The OpenAIRE project started in 2008 to support the adoption of the European Commission Open Access mandates (Manghi, Manola et al., 2010), and it is now the flagship organization within the Horizon 2020 research and innovation program to realize the European Open Science Cloud (European Commission Directorate General for Research and Innovation, 2016). One of its primary outcomes is the OpenAIRE Research Graph, which includes metadata about scholarly outputs (e.g., literature, data sets, and software), organizations, research funders, funding streams, projects, and communities, together with provenance information.
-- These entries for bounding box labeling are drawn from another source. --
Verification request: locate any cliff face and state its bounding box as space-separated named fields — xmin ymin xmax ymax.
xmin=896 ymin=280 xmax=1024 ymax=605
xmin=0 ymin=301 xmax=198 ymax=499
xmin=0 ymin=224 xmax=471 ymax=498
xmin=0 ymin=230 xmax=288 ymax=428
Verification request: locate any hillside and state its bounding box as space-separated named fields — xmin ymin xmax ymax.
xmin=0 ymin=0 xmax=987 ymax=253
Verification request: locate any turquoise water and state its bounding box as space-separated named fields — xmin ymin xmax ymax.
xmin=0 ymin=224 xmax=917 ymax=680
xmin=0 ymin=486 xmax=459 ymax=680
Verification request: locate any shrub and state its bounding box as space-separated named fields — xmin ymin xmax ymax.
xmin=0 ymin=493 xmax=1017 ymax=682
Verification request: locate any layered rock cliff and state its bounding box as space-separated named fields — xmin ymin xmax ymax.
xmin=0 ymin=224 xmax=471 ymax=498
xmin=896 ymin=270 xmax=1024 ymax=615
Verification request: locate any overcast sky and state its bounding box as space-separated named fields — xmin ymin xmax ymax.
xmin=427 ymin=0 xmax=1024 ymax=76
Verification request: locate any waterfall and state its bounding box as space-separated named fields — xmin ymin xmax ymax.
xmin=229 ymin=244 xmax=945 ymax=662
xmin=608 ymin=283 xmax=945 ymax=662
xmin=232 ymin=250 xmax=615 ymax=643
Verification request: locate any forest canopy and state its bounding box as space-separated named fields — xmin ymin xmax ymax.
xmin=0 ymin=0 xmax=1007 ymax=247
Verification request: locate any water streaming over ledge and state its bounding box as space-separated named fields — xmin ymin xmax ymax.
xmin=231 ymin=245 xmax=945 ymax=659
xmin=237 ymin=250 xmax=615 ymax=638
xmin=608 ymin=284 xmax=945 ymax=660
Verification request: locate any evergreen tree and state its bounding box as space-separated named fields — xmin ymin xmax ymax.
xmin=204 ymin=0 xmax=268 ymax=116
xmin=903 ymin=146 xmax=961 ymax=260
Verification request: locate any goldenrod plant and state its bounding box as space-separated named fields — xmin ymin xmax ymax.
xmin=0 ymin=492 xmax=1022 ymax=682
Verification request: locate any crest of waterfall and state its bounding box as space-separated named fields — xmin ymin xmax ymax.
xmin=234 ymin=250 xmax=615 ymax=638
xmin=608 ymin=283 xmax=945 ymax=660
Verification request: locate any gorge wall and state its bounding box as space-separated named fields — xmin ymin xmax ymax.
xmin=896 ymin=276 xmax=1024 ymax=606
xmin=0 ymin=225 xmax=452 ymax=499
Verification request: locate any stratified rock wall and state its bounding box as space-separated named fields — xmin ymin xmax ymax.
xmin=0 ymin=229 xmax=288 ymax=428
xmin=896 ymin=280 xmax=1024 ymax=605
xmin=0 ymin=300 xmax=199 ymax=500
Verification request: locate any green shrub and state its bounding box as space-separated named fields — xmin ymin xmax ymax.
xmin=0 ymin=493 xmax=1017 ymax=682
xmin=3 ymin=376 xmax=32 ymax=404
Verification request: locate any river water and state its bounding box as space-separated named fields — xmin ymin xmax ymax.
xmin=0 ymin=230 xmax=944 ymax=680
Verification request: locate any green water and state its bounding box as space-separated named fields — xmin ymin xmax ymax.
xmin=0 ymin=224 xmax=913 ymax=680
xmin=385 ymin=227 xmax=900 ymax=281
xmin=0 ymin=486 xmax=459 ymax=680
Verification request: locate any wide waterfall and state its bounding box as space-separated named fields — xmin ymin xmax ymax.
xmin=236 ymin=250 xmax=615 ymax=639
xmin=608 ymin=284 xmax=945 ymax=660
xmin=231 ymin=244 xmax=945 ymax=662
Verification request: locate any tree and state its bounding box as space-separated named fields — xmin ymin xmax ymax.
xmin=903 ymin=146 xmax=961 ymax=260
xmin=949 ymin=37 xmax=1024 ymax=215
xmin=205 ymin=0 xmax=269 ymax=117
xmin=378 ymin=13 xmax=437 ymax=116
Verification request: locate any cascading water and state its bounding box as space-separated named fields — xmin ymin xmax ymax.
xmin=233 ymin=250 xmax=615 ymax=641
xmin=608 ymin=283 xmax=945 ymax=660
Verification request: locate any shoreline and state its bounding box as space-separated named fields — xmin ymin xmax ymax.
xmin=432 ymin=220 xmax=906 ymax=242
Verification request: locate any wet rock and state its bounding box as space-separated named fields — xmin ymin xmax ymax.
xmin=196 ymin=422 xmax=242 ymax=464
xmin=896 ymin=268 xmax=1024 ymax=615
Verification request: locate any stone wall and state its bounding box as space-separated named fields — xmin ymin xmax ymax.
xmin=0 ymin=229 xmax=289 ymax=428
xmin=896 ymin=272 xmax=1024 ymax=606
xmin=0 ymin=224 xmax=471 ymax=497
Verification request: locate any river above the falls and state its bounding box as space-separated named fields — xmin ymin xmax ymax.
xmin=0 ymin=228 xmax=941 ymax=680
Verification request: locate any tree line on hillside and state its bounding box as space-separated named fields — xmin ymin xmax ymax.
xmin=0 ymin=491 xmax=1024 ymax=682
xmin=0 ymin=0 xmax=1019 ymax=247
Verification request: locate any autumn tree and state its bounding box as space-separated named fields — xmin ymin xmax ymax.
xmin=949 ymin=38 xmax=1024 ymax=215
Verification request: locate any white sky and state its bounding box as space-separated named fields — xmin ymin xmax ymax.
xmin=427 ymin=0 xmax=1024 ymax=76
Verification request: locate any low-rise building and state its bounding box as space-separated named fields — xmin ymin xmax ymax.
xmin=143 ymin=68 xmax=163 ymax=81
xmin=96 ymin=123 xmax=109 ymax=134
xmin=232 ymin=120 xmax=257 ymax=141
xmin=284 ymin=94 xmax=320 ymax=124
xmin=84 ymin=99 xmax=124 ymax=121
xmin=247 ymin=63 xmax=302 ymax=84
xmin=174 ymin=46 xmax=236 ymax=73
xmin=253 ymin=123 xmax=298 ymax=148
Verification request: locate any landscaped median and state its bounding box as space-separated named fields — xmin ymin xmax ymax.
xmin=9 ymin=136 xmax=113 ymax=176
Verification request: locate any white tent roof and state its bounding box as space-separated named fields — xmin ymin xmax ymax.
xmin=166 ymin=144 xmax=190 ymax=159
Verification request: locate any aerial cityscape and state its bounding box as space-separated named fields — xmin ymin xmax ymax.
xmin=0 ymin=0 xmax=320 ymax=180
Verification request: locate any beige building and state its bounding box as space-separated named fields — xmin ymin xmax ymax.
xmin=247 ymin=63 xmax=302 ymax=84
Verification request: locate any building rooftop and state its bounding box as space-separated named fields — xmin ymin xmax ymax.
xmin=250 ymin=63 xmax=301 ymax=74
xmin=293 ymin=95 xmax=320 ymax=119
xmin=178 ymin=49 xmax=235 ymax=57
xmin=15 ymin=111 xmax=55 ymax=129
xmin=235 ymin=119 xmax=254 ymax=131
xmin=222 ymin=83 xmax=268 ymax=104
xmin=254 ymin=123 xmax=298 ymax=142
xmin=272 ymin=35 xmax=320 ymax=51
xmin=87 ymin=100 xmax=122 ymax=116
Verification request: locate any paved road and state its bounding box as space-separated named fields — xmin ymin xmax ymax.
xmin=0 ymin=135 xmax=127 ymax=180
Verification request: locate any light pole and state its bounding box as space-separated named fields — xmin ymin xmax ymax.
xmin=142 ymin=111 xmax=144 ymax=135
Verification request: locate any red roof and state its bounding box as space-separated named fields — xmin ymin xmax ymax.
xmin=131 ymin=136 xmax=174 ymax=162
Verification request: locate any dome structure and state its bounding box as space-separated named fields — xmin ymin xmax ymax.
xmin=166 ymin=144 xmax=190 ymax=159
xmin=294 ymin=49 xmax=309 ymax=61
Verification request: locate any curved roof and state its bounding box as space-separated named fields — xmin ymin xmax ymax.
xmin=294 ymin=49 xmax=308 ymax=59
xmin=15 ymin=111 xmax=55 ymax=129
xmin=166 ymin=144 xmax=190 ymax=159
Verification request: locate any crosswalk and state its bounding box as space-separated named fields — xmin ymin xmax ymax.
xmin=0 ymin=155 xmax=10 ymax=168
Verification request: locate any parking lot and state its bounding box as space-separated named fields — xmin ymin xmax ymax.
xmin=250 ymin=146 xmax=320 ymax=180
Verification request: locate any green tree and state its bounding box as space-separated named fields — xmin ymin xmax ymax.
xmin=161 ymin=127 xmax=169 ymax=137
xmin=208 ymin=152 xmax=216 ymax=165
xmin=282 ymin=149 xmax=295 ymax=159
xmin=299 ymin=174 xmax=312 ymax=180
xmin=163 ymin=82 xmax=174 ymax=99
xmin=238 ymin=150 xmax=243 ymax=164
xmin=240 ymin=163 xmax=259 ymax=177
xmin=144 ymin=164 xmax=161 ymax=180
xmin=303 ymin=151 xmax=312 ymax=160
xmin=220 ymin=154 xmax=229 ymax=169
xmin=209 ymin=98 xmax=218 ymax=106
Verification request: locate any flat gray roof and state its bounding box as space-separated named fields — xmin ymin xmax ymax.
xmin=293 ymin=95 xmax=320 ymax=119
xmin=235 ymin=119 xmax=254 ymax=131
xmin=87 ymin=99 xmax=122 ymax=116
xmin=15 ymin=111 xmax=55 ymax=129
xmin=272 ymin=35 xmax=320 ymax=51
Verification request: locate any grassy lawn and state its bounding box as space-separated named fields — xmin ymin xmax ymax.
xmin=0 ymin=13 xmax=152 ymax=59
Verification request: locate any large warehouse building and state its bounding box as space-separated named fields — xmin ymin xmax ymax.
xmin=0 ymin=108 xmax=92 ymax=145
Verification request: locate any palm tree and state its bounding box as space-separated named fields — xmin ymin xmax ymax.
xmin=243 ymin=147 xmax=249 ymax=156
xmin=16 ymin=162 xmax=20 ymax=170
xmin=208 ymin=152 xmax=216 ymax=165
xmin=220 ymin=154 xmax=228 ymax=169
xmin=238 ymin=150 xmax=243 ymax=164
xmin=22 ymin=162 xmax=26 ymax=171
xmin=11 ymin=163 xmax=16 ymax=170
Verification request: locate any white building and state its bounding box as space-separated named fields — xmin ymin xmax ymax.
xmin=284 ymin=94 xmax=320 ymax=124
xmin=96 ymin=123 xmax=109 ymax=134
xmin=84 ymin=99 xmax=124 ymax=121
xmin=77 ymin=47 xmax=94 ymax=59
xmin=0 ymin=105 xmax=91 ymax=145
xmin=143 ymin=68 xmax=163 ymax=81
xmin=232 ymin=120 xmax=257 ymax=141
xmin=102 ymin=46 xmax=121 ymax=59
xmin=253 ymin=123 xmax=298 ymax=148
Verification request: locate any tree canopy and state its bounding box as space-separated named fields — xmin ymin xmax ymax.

Data are harvested from a variety of sources (Atzori, Bardi et al., 2017): archives, such as ArXiv (Sigurdsson, 2020) Europe PMC (Europe PMC Consortium, 2015), Software Heritage (Abramatic, Di Cosmo, & Zacchiroli, 2018), and Zenodo (European Organization for Nuclear Research & OpenAIRE, 2013); aggregator services, such as DOAJ (Morrison, 2017), and OpenCitations (Peroni & Shotton, 2020); and other research graphs, such as Crossref (Hendricks et al., 2020) and DataCite (Brase, 2009). As of June 2023, this OpenAIRE data set consisted of 232,174,001 research products4. The deduplication process implemented by OpenAIRE takes into account not only PIDs but also other heuristics, such as the number of authors and the Levenstein distance of titles. However, the internal identifiers OpenAIRE associates with entities are not persistent and may change when the data are updated. Data of the OpenAIRE Research Graph can be accessed via an API and the Explore interface. Dumps are also available under a Creative Commons Attribution 4.0 International License.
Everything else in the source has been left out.